By using Bazel, you get to piggyback on all the work towards performance tuning, improving scalability, and tooling development (static analysis, documentation generators, debuggers, profilers, etc) by Google engineers over a period of nearly 10 years. And since its open sourcing, that of a community of engineers at companies using Bazel, such as Stripe, Uber, Asana, Dropbox etc.

Better still, Bazel already has support for building a variety of languages, including C/C++, Rust, Scala, Java, Objective-C, etc. By using Bazel, we get to reuse best practices for building each of these languages. And focus entirely on Haskell support.

How we added Haskell support

Bazel uses a subset of Python syntax for BUILD files. Each "component" in your project typically gets one such file. Here is an example build description for inline-java, involving the creation of one C library and one Haskell library:

cc_library(
  name = "bctable",
  srcs = ["cbits/bctable.c"],
  hdrs = ["cbits/bctable.h"],
)

haskell_library(
  name = "inline-java",
  src_strip_prefix = "src",
  srcs = glob(['src/**/*.hs', 'src/**/*.hsc']),
  deps = [ "//jni", "//jvm", ":bctable"],
  prebuilt_dependencies = [
    "base",
    "bytestring",
    ...
    "template-haskell",
    "temporary",
  ],
)

That's it! Each target definition is an instantiation of some rule (cc_library, haskell_library, etc). Each rule is either primitive to Bazel or implemented in an extension language (also a subset of Python) called Skylark. These rules are not meant to be highly configurable or particularly general: they are meant to capture best practices once and for all. This is why BUILD files are typically quite small. Unlike a Makefile, you won't find actual commands in a BUILD file. These focus purely on the what, not the how, which is fairly constrained, by design.

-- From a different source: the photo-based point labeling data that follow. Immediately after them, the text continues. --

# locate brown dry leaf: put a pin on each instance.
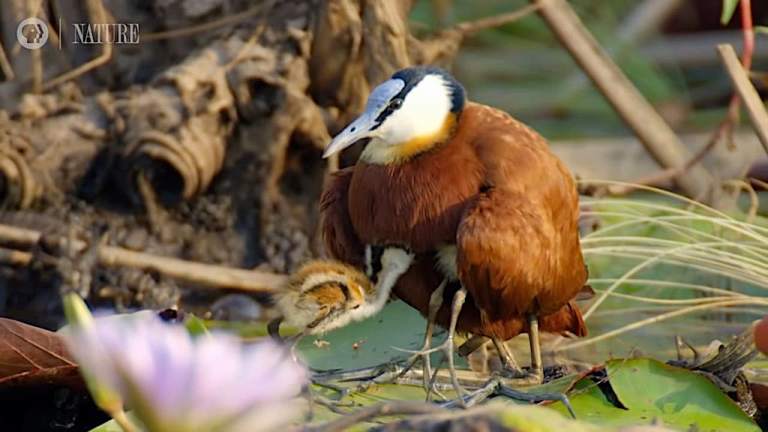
(31, 355)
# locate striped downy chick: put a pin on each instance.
(324, 295)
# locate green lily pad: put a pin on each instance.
(370, 342)
(654, 391)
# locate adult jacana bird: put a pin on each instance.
(490, 212)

We have rules for building Haskell libraries (packages), binaries, tests and Haddock documentation. Libraries or binaries can freely provide C/C++ or Java targets as dependencies, or use preprocessors such as hsc2hs. Yet all in all, the entire support for building Haskell currently weighs in at barely 2,000 lines of Skylark code. The heavy lifting is done by Bazel itself, which implements once and for all, in a way common to all languages, BUILD file evaluation, dependency graph analysis and parallel execution.

Next steps

At this point, rules_haskell, the set of Bazel rules for Haskell, is in Beta. We've been internally dog fooding it on a few projects, and today Adjoint.io and a few others have already deployed it for their CI. TokTok is building much of their entire software stack using Bazel. We have not implemented special support for building packages from Hackage, instead relying on existing tools (in particular Nix) to provide those. We use Bazel to build our own code only, not upstream dependencies. But there are experiments underway to use Bazel for upstream dependencies as well. We encourage you to experiment with rules_haskell and report any issues you find. We'd love your feedback!

In future posts, we'll explore:

  • using Bazel's remote cache to very aggressively yet safely cache everything that can be to further speed up CI builds,
  • playing on the respective strengths of both Bazel and Nix for truly reproducible builds,
  • Packaging deployable binaries and containers.